遺跡の調理室
ベイケは順番に教会遺跡のドアを開けていった。最初のドアは、控室。二番目のドアは、食堂。三番目のドアは調理室。四番目のドアは接客室になっていた。
四人は調理室に入った。食材と料理器具が棚に置いてある。大勢の来客用だろうか大鍋がある。
「何か食うか」
ベイケがいうと、ミシアは
「腐っているんじゃないの」
といった。
「食べてみなければわからないだろ」
とベイケはいい、
「お弁当は持ってきてないぞ」
とミシアはいう。
「やっぱり、食べるしかないだろう」
ベイケが調理室の食材を棚から出して、料理を始めた。さまざまな食材を包丁で切りさばいたり、油を使ったり、フライパンで焼いた。そして、とろみのあるスープを作っていく。米は油で炒めて、ぱさぱさしたライスにする。

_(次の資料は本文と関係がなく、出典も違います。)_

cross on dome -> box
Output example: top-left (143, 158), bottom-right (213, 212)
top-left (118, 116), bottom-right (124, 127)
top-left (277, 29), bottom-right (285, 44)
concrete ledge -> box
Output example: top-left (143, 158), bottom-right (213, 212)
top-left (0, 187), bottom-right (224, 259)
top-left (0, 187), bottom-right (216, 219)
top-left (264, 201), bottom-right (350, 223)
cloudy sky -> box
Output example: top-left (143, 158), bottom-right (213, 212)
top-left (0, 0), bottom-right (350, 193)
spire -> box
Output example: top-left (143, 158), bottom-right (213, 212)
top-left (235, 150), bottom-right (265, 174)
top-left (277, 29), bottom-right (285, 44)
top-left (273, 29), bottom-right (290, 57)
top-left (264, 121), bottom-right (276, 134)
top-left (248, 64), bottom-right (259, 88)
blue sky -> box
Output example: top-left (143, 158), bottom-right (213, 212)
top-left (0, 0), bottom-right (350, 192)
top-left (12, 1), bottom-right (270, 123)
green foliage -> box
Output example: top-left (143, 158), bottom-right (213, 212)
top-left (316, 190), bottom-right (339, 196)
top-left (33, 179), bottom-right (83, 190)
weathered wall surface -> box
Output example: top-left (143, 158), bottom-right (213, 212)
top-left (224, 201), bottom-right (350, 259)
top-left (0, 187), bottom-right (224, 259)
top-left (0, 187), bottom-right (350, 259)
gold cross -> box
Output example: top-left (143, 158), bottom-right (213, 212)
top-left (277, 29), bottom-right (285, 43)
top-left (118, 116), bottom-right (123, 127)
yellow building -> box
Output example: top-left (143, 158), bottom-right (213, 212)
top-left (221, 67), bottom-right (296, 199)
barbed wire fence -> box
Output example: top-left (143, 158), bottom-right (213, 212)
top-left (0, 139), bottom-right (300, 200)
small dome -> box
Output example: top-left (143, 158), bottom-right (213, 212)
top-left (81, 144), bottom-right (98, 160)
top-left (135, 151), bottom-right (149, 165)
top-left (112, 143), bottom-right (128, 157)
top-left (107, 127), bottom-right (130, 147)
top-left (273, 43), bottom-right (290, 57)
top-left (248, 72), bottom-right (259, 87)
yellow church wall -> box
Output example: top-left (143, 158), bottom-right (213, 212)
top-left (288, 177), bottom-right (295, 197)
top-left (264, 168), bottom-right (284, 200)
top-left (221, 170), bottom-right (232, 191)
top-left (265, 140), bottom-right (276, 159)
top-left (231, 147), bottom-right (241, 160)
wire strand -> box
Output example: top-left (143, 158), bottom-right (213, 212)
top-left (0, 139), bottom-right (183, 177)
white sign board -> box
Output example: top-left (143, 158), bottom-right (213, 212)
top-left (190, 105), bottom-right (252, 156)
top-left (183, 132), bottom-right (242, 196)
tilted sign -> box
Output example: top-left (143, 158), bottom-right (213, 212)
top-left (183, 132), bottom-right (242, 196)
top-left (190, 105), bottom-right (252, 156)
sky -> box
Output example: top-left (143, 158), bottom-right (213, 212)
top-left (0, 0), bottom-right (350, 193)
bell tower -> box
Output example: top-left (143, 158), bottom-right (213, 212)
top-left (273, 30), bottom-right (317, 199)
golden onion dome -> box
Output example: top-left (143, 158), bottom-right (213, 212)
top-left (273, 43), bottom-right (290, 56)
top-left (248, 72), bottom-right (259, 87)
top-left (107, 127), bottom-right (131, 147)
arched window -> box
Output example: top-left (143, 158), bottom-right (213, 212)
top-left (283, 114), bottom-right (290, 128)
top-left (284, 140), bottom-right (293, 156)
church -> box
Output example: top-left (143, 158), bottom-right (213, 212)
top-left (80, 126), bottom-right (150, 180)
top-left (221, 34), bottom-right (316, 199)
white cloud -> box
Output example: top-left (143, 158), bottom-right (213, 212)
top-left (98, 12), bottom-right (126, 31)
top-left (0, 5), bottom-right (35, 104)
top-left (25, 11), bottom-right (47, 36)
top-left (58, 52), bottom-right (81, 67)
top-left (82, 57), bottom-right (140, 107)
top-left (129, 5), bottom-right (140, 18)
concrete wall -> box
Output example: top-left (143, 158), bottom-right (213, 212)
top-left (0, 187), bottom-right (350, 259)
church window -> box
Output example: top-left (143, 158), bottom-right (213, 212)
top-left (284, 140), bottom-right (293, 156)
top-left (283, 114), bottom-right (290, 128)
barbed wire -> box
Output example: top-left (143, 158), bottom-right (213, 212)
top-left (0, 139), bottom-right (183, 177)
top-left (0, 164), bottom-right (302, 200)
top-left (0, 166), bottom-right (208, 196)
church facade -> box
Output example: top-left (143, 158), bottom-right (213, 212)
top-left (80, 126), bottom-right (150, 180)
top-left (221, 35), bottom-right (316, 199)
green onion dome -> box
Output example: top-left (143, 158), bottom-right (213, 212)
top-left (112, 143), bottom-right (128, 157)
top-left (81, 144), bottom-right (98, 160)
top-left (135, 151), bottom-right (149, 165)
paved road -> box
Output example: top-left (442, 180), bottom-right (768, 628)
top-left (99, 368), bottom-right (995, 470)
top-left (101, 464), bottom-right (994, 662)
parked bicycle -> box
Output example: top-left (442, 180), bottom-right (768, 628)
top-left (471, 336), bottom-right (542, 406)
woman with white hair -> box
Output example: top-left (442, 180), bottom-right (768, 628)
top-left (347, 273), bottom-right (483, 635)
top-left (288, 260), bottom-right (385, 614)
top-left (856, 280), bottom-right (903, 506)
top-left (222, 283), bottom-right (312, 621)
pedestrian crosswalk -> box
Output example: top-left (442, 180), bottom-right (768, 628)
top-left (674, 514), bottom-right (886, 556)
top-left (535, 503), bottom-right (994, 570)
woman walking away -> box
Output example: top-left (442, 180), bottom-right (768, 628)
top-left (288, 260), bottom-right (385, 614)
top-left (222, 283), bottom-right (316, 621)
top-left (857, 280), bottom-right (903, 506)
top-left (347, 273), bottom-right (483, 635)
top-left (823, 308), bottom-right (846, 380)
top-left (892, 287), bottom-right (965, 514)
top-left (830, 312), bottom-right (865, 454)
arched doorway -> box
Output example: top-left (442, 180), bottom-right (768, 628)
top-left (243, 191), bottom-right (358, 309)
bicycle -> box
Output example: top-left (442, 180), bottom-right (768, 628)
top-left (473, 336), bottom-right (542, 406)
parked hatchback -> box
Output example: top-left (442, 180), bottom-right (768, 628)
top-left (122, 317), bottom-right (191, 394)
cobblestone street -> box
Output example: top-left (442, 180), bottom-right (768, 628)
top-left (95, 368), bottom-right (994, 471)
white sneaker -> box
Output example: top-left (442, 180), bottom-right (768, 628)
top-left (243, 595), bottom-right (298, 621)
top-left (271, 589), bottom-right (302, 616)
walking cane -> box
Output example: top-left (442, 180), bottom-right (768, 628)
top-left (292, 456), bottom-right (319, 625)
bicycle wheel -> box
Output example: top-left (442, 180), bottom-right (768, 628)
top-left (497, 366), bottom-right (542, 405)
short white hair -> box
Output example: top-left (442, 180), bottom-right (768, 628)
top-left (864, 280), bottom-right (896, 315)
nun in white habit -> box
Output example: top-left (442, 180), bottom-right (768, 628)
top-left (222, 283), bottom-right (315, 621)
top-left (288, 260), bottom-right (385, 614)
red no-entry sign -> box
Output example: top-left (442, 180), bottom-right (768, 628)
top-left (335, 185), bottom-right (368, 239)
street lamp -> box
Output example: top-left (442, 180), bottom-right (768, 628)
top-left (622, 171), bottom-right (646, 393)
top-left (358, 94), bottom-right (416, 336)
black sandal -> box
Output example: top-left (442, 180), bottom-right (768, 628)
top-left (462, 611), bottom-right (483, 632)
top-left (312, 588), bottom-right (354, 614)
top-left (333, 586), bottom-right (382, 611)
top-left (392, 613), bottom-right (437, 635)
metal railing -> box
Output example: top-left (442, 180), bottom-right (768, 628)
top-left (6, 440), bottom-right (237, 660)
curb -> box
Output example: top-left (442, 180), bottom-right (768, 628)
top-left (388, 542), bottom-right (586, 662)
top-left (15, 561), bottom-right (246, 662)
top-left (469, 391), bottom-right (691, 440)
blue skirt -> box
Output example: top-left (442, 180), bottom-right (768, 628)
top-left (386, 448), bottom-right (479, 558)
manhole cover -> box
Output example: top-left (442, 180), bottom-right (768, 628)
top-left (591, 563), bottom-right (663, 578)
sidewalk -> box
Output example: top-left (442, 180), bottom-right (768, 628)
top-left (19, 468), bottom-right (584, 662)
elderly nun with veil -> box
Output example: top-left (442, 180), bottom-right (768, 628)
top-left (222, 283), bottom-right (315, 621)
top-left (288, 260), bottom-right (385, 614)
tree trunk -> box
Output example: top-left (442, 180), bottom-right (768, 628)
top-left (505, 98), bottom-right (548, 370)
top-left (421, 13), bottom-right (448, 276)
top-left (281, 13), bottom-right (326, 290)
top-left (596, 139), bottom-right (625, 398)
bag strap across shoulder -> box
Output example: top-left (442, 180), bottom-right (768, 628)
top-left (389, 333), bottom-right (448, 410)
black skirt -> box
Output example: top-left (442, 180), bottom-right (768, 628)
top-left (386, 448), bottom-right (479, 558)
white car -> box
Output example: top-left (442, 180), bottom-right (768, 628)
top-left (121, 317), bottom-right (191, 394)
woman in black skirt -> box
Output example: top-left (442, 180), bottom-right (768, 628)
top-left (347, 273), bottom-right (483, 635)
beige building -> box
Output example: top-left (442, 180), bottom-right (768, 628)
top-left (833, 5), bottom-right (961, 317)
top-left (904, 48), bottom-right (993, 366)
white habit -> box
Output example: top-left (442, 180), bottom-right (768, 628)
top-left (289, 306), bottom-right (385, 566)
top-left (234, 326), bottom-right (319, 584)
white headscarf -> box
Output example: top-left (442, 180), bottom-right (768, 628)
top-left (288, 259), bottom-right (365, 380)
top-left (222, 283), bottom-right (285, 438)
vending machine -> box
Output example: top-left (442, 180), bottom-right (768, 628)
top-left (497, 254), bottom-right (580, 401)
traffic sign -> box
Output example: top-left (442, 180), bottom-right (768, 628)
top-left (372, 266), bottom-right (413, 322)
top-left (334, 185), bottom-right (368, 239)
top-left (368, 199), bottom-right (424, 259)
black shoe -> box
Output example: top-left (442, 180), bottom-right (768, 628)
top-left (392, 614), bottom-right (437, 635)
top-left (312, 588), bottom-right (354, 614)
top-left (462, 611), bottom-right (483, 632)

ベイケの料理はなかなか手際がいいが、こんなところで料理を張り切ってどうするんだろう。ベイケの行動の意図が見えない。
「本当に食べるの」
ノアミーが驚くと、
「おれの毒毒料理がすぐに完成するぞ」
とベイケがいった。
ミシアとノアミーとウォブルは、この遺跡調査でいちばんの難所はこの料理だなと予想し始めた。三千年間も腐敗していた食材が美味しい料理になるわけがない。
それから、二十分。ベイケが四人分の料理を完成させた。ライスにどろっとしたスープがかけてある。
「食え」
ベイケが偉そうにいう。
「これは誰か味見がいるでしょ。食べたら死ぬんじゃない」
ミシアが嫌がる。
「ウォブル」
ノアミーが促す。ノアミーは不利な役は他人に任せる。
「しかたがないな」
ウォブルがスプーンを持つ。ウォブルがどうするのかみんなが注目した。
そしたらなんと、ウォブルは食べた。
「おおお」
女たちが拍手をする。この料理を最初に食べることができるものはただものではない。これはそう簡単に真似することができることではない。
「どうだ、味は」
料理人ベイケが聞くと、ウォブルは、
「なかなか、美味しいんじゃない」
と得意げだ。
「だろ」
「だな」
ベイケとウォブルは視線で了解する。料理人ベイケは、自分の料理を味わう者がいて満足だ。
「どうも、食べられるらしいな」
「そうだね」
とミシアとノアミーが食べ始めた。
ベイケも、自分の皿の分を食べる。
ベイケは毒魔術で腐敗した食材を食べられる食材に変えることができるのだ。
四人は毒毒料理を味わった。その料理が美味しかったことはみんなが認めることとなった。
食べ終わると、ちゃんと食器を洗ってもとの棚に戻した。
教会遺跡の調理室での出来事だった。